I realized today on a seismic sort of level [and what I have taken the artistic liberty to mean by that in my head is like, miners driving four hours deep into the belly of the earth] is that part of what has made me so crazy sometimes in this season of singleness is my desperate desire to be renamed. Since like, always. Starting in elementary school, I have obssessed and researched and sounded out and considered the implications of the names of the boys I’ve had crushes on. It’s honestly even disqualified some guys from having my intentional secret attention. The first boy I ever liked was in my small town kindergarten class and I don’t even remember what I thought I meant by ‘liking him’ because all that was heavily discouraged from day one. But twenty years later, I still rememeber his name: Dakota Ray. Bless.
Some of my closest friends’ names over the years have been Whitehurst, Hall, Watson, Cables, McCormick, Witman, Mack, Mason, Harrison, and Turner. In all honesty, so many of our memories have faded, but their names always felt so significant to me. So aside from a genuine desire to experience and fulfill my expression of femininity in the context of marriage and motherhood, I have been thoroughly preoccupied with replacing my surname…to Ray or Smith or White or Baxter (lolz…if only you knew…) or Christian or McSomething’Or’Another or Davidson. Naturally, the bulk of that list is drenched in hilarity and relief. My older brother and I have a running joke of ‘dodged that one’ that runs far deeper in my negligible relational history than he even realizes.

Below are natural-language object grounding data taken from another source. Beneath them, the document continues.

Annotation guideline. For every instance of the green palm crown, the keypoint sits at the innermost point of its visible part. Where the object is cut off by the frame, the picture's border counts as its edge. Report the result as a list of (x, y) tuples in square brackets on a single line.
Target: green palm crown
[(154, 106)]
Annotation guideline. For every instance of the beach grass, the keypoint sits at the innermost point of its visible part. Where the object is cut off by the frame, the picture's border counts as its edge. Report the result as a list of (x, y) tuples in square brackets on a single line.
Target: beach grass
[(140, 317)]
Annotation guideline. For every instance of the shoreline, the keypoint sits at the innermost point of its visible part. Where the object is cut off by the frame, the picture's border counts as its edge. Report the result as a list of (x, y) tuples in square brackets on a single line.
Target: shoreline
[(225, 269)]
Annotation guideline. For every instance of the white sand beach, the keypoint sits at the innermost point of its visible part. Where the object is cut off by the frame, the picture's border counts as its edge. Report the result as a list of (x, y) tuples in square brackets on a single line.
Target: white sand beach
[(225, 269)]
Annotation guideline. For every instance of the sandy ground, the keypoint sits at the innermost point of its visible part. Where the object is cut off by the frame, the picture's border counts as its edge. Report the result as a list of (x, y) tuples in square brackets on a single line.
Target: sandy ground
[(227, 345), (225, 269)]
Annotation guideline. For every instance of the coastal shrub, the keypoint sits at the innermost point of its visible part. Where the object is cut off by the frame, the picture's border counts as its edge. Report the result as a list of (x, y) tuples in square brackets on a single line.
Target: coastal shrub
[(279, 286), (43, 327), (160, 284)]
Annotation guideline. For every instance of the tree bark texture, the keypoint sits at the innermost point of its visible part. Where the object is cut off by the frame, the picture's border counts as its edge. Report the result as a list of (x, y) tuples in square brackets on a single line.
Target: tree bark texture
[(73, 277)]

But the point of all this is that God didn’t screw up my identity. It wasn’t just my parents and their histories that named me, it was God. Although you won’t necessarily see it translated this way on the interwebs, my mom always told me that my name meant “a girl chosen by God.” My middle name ~ which also happens to be my mom’s first name ~ indicates some variation of “bright” or “[bearer of] shining light.” And my surname is one of those evident ones that I just realized today is promulgated to mean “one who tells or relates.”
This morning as I followed the sun to a bench outside a dorm I don’t live in on the campus of a college I don’t go to, I couldn’t help but be floored at how I have missed it all these years. All these years of tirelessly trying to rename myself, tirelessly trying to establish my own identity, and through a pastor in New Haven, Connecticut God spoke to me that He didn’t make a mistake. He didn’t ‘eff up’ my name the first time around. It was His sovereignty, His providence that garnered me this cadence of letters strung together in the English language; and in Jesus, He has already given me a new Name and a new Identity.
I don’t have to wait for some guy to come along to rescue and name me; give me a new identity and in that way tell me who I am and what I should be doing with my life. God has already decided and He’s already gotten started and He always finishes what He begins.
May I always give my life to the telling of His Story.